L: It's the circle of life. It sure didn't bother me when I was in my mid-20s breaking into the business, thus pushing older writers aside. Sensibilities change, target audiences change, and truthfully I'm at a point in my life where I no longer want to work 50-60 hour weeks on staff. Not that anyone is offering. But that's OK. Thankfully I don't have four ex-wives, six college-age children, or an urge to bet on the Cubs.
Q: Your daughter Annie is a writer. The business is always tough for everybody, but has the playing field leveled at all for women?
L: It's certainly better now than when I broke in. But I've worked with women writers on practically every show I've been on. Not because I'm enlightened, but because they are wonderful writers and deserve every opportunity they receive.
Q: When possible, you travel across the country to see your plays onstage and have post-show talk backs if requested. This is incredibly supportive for the theaters. Has this dedication had generally positive results for you?

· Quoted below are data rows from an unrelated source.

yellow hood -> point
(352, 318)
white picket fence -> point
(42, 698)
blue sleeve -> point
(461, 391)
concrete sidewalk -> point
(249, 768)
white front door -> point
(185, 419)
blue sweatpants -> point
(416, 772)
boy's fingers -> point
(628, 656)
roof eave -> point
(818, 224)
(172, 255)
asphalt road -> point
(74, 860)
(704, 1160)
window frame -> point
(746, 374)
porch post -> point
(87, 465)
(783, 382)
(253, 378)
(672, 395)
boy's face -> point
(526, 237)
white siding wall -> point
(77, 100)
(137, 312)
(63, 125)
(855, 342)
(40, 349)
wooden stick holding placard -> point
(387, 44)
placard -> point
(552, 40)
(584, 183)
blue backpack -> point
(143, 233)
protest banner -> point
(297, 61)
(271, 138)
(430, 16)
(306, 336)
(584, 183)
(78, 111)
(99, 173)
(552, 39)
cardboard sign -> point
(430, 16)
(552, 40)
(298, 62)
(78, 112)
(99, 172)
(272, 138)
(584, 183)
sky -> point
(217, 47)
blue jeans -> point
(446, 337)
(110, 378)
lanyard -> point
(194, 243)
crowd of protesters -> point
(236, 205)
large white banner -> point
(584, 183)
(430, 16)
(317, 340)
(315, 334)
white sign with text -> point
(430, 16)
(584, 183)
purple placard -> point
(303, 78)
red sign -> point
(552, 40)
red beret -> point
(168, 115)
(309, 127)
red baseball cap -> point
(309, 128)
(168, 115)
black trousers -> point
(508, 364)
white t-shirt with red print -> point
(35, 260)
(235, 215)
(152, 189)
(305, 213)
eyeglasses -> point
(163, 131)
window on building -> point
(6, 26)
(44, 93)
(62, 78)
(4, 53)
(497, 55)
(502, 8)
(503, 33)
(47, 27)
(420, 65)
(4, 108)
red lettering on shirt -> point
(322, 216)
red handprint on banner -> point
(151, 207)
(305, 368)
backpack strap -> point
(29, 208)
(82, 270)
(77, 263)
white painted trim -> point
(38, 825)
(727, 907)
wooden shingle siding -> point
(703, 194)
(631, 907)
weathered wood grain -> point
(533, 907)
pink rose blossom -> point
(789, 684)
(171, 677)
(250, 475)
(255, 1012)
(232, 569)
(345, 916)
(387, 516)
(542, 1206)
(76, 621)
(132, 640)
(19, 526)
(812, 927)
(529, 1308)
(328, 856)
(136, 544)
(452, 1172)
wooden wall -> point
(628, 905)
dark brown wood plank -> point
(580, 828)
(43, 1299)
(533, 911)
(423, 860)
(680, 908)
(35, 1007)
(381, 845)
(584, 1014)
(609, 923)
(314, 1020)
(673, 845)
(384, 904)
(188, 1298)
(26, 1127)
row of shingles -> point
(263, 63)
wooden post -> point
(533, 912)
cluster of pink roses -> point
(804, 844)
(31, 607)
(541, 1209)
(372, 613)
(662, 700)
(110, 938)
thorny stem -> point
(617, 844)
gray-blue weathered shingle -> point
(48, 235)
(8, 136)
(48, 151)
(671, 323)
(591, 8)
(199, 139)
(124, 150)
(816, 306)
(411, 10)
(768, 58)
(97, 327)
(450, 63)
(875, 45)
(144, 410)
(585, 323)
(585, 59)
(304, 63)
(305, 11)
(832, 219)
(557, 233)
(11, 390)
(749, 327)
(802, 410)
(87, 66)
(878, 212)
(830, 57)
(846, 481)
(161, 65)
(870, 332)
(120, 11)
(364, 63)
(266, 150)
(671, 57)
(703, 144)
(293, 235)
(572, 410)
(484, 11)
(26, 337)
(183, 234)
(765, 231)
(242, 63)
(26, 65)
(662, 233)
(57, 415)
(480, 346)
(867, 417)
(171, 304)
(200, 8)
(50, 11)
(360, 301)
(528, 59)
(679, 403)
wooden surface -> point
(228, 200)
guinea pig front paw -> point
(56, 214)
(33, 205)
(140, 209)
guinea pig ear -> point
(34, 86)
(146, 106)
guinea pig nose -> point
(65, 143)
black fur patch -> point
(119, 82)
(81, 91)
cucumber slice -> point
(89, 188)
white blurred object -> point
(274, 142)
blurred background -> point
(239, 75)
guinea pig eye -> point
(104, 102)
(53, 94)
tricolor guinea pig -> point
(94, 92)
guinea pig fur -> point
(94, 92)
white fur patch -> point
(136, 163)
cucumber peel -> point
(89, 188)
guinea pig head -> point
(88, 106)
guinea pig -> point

L: Absolutely. I so appreciate the hard work that goes into a full production of a play -- from the cast to the crew -- and I'm thrilled to be able to personally thank them and see what they've done. And it's great to hear the laughter. That's really why I do it.
Q: The inevitable: What's next for you?
L: I have two new plays, a comedy-mystery, "What is Murder?" and a new political-romantic-comedy set in the late '60s called "Love and Tear Gas." I also do a weekly podcast, "Hollywood and Levine," and for the last couple of years I've been a contributing cartoonist to the New Yorker magazine.